I've always used straw or hay for the past 20 years for my chicks and chickens. I've never used paper towels for anything but in my kitchen under my sandwiches.

I prefer the hay as it's better to spread over the yard/land than straw (hay has a nutritive value whether being eaten or spread on dirt), plus it always has something in it that the chicks can find to nibble on, whereas straw has nothing nutritive at all about it.

The only reason I use straw sometimes is that the square bales of hay can get hard to find as the competition to buy it up is pretty fierce around here with the horse owners.
 
You will get conflicting advice, partly because so many different things work. The other thing is that the things you are warned against do not always cause problems.

Many people raise chicks on wood shavings and never have a problem. The chicks do eat some of the wood shavings, don't have grit, yet they do fine. But on the rare occasion, a chick gets in trouble or dies from eating wood shavings, especially before they learn to eat their real food. So we advise people to put paper towels down for the first two or three days, until they learn what to eat.

Newspaper is slick. Occasionally a chick will slip and become straddle legged. It does not happen to all chicks raised on newspaper, but it does happen, so there are warnings against newspaper.

Baby chicks that eat Layer feed with the higher calcium do not always develop bone deformatiomns or have kidney problems, but some do. With the kidney problems, you often don't even know they have a problem, even when they die a year later when those damaged kidneys finally fail. You think that chickens sometimes just die for no apparent reason.

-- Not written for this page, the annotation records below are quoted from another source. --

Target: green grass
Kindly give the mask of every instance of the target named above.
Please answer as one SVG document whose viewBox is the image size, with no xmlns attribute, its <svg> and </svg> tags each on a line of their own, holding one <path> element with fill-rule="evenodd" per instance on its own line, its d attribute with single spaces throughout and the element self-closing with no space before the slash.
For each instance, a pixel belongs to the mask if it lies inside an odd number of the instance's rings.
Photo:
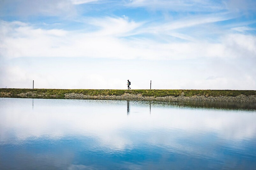
<svg viewBox="0 0 256 170">
<path fill-rule="evenodd" d="M 10 93 L 12 97 L 15 97 L 23 92 L 33 92 L 37 95 L 49 96 L 55 95 L 63 98 L 66 93 L 74 93 L 91 96 L 120 96 L 125 93 L 141 94 L 143 96 L 154 97 L 168 96 L 178 96 L 182 93 L 185 96 L 204 95 L 206 96 L 236 96 L 240 94 L 246 96 L 256 95 L 255 90 L 94 90 L 94 89 L 4 89 L 0 88 L 0 92 Z M 1 96 L 0 96 L 1 97 Z"/>
</svg>

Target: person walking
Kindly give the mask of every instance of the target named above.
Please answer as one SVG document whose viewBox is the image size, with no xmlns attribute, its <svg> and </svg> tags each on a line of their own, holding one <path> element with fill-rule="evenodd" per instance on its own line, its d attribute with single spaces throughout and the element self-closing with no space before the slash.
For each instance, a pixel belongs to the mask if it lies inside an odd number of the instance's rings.
<svg viewBox="0 0 256 170">
<path fill-rule="evenodd" d="M 131 82 L 129 81 L 129 80 L 127 80 L 127 85 L 128 85 L 128 90 L 131 89 L 131 87 L 130 87 L 130 85 L 131 85 Z"/>
</svg>

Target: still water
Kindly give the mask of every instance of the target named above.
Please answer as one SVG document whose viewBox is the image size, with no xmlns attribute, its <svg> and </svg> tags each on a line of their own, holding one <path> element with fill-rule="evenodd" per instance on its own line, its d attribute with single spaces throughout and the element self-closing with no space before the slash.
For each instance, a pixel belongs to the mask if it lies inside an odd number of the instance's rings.
<svg viewBox="0 0 256 170">
<path fill-rule="evenodd" d="M 0 98 L 0 169 L 256 169 L 256 110 L 190 106 Z"/>
</svg>

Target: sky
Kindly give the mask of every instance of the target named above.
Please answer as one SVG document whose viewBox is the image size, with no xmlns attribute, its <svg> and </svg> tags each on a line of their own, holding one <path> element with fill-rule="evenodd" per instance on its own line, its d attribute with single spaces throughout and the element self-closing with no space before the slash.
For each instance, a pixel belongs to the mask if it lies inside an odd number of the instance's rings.
<svg viewBox="0 0 256 170">
<path fill-rule="evenodd" d="M 0 88 L 256 90 L 254 0 L 0 0 Z"/>
</svg>

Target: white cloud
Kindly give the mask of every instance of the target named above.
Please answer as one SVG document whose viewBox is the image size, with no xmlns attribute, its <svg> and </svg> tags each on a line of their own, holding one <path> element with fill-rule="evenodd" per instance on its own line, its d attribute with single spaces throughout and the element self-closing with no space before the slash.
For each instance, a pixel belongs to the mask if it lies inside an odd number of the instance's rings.
<svg viewBox="0 0 256 170">
<path fill-rule="evenodd" d="M 200 23 L 207 21 L 201 22 Z M 127 35 L 136 34 L 138 31 L 141 31 L 138 35 L 154 30 L 160 32 L 161 30 L 194 25 L 199 23 L 187 26 L 187 24 L 179 22 L 177 24 L 164 24 L 145 29 L 141 28 L 142 24 L 123 18 L 92 20 L 90 23 L 100 28 L 83 33 L 56 29 L 44 30 L 20 22 L 2 22 L 1 29 L 4 31 L 0 44 L 3 50 L 0 55 L 6 58 L 83 57 L 165 60 L 202 57 L 243 58 L 245 54 L 246 57 L 256 56 L 256 37 L 251 35 L 228 34 L 220 39 L 218 43 L 199 39 L 194 42 L 166 43 L 145 38 L 124 38 Z M 172 28 L 172 25 L 174 25 Z M 165 35 L 165 32 L 162 33 Z M 166 33 L 172 35 L 170 31 Z M 180 34 L 176 35 L 180 37 Z"/>
<path fill-rule="evenodd" d="M 225 9 L 222 1 L 209 0 L 133 0 L 127 5 L 134 7 L 143 7 L 152 10 L 173 11 L 213 11 Z"/>
<path fill-rule="evenodd" d="M 72 3 L 76 5 L 104 0 L 70 0 Z"/>
<path fill-rule="evenodd" d="M 239 27 L 232 28 L 232 30 L 235 30 L 238 32 L 244 32 L 247 31 L 250 31 L 252 30 L 255 30 L 255 28 L 251 28 L 249 27 Z"/>
</svg>

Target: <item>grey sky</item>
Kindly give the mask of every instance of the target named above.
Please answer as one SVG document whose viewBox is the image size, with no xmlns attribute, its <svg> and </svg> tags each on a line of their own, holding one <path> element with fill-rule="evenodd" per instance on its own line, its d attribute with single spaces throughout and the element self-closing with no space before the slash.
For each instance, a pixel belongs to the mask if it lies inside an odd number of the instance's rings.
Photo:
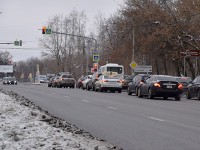
<svg viewBox="0 0 200 150">
<path fill-rule="evenodd" d="M 0 0 L 0 42 L 29 41 L 18 48 L 37 48 L 41 29 L 49 18 L 68 15 L 73 9 L 85 11 L 91 25 L 98 12 L 106 18 L 115 13 L 124 0 Z M 38 50 L 8 49 L 13 45 L 0 45 L 14 61 L 40 56 Z"/>
</svg>

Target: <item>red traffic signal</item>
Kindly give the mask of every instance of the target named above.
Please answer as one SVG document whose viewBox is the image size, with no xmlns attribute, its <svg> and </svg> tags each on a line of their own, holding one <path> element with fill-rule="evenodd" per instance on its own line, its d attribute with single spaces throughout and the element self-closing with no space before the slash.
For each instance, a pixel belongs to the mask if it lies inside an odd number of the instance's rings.
<svg viewBox="0 0 200 150">
<path fill-rule="evenodd" d="M 46 30 L 47 30 L 46 27 L 42 27 L 42 34 L 46 34 Z"/>
</svg>

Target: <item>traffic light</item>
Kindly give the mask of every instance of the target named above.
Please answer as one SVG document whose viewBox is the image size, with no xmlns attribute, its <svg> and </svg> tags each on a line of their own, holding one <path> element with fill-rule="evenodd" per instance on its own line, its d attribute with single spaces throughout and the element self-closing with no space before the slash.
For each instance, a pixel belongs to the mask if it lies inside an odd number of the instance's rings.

Look at most of the advice given on this forum as guidelines, not absolute laws of nature. Following the guidelines does not guarantee success. Failing to follow the guidelines does not guarantee failure. The guidelines are there to increase your odds of success, not guarantee anything. Some of the conflict comes from people that get away with not following the guidelines so they think the guidelines are rubbish. Just because you raised a batch if chicks on newspapaer and none became straddle legged does not mean that it never happens. It just did not happen this time.